Otro síntoma predominante en el síndrome de referencia olfativa es un intenso sentimiento de vergüenza respecto a los demás ante el convencimiento del propio mal olor. Como indican Cruzado et al (2012), «un síntoma prominente del SRO es el sentimiento de vergüenza: más del 75% de los pacientes interpreta referencialmente gestos y palabras ajenas de manera errónea.

  • Aislamiento social

Las ideas mencionadas acaban conduciéndolos al aislamiento y discapacidad laboral y social en considerable proporción: en la serie de Pryse-Phillips apenas el 3% de los afectados llevaba una vida social activa.
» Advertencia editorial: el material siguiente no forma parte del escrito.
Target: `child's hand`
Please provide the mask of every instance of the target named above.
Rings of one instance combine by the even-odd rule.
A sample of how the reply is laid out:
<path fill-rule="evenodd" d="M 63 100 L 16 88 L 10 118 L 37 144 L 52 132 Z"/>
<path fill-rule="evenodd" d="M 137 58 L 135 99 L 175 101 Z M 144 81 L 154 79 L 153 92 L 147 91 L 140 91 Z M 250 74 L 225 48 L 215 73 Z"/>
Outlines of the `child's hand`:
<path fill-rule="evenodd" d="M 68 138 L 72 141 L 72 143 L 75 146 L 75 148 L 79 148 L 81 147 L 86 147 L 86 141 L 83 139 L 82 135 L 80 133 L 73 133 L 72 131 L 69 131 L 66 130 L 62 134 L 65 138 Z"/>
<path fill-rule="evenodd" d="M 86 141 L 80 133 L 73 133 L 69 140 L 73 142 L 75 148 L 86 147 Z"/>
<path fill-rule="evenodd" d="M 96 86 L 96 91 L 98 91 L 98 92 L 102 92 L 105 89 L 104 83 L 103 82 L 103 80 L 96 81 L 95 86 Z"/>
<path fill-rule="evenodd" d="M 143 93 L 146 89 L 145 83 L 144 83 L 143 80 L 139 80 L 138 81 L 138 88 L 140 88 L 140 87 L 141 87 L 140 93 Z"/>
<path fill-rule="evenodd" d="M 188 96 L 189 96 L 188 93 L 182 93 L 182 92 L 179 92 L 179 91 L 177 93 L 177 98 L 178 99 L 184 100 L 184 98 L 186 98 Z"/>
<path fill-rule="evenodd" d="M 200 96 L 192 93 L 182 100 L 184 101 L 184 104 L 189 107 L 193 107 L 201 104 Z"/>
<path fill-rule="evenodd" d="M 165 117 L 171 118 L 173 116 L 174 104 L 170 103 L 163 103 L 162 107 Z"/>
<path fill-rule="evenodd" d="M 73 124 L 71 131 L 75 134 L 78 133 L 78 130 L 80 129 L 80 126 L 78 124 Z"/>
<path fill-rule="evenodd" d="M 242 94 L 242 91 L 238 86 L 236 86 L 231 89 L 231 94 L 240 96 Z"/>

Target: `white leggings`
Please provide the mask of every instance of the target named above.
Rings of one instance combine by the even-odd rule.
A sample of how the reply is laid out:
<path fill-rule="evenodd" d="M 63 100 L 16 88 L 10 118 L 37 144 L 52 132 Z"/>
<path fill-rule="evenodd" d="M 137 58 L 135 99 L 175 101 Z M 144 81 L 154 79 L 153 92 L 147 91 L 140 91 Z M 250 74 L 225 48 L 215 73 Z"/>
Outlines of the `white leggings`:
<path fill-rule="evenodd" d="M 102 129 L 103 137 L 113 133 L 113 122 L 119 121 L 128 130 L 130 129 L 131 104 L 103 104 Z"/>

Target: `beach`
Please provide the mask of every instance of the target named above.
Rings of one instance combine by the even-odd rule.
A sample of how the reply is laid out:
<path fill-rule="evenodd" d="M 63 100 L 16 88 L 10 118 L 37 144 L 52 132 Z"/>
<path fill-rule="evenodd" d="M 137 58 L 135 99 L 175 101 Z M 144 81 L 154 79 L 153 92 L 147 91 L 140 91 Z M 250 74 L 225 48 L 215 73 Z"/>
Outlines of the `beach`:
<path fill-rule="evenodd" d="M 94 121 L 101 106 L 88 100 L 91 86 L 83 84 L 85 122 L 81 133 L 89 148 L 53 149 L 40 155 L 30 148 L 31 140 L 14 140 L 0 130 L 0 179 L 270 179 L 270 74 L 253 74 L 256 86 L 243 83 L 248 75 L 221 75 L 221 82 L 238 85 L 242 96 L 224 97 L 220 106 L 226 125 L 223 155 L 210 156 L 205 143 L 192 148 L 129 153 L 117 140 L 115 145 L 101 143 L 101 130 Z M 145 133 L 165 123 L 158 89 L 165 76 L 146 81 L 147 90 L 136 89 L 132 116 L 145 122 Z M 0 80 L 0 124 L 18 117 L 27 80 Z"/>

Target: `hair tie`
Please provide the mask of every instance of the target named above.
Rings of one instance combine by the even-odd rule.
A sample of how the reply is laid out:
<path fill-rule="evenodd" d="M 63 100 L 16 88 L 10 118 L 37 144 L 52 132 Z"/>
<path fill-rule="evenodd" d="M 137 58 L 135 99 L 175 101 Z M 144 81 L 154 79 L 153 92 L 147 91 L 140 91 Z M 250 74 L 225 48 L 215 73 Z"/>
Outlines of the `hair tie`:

El trastorno conduce a un importante retraimiento social como consecuencia de los sentimientos de malestar y vergüenza que experimentan ante la presencia de otras personas.

  • Actos compulsivos

Las personas que padecen este síndrome dedican un extenso tiempo en chequear su propio olor corporal, produciéndose como consecuencia conductas compulsivas con el fin de disimular el propio olor (grandes cantidades de colonia o desodorante, lavado continuo de boca, cambio de calcetines continuado…)

  • Algunos datos interesantes

-La mayoría de pacientes buscan atención médica, pero no psicológica ni psiquiátrica. Esto se debe, a que como mencionábamos los pacientes viven bajo el convencimiento de que existe un problema físico que les hace oler mal. Debido a esto, en numerosas ocasiones existe una cronicidad de la patología, al no ser tratada eficazmente.

-La prevalencia es mayor entre los hombres que entre las mujeres, aunque se desconoce la causa. La edad de inicio oscila entre el final de la adolescencia y el inicio de la edad adulta.

-La psiquiatría japonesa ha identificado el síndrome delirante olfativo con el taijin-kyofu-sho (ansiedad social), una categoría similar a la fobia social con la diferencia de que en la primera los pacientes temen molestar o perturbar a los demás con el mal olor supuestamente desprendido.

-En la mitad de los casos estudiados con éste síndrome existió un evento precipitante justo antes del inicio de los síntomas del trastorno. Dichos eventos suelen implicar algún tipo de comentario respecto al olor del sujeto.

-Se hipotetiza que la personalidad previa se caracteriza por rasgos sensitivos, perfeccionistas y obsesivos, junto a unos marcados sentimientos de inferioridad.

-En alrededor del 40% de los casos de SRO se ha declarado comorbilidad con ansiedad o depresión.

Tratamiento

En cuanto al tratamiento del Síndrome de referencia olfativo, encontramos dos tipos de tratamientos eficaces: el psicológico y el farmacológico.

Respecto a la intervención psicológica la terapia demostrada más eficaz ha sido la terapia cognitivo-conductual que busca concienciar de la irracionalidad de las ideas y transformarlas en otras más objetivas, es decir modificar las distorsiones cognitivas asociadas al olor, así como modificar todas aquellas conductas compulsivas y evitativas que perpetúan el problema.

Respecto al tratamiento farmacológico, el uso de antidepresivos y antipsicóticos han mostrado buenos resultados. Los estudios muestran que el 33% de los pacientes tratados con antipsicóticos habían obtenido resultados muy positivos, así como el 55% de los pacientes habían mostrado mejorías significativas con el uso de antidepresivos.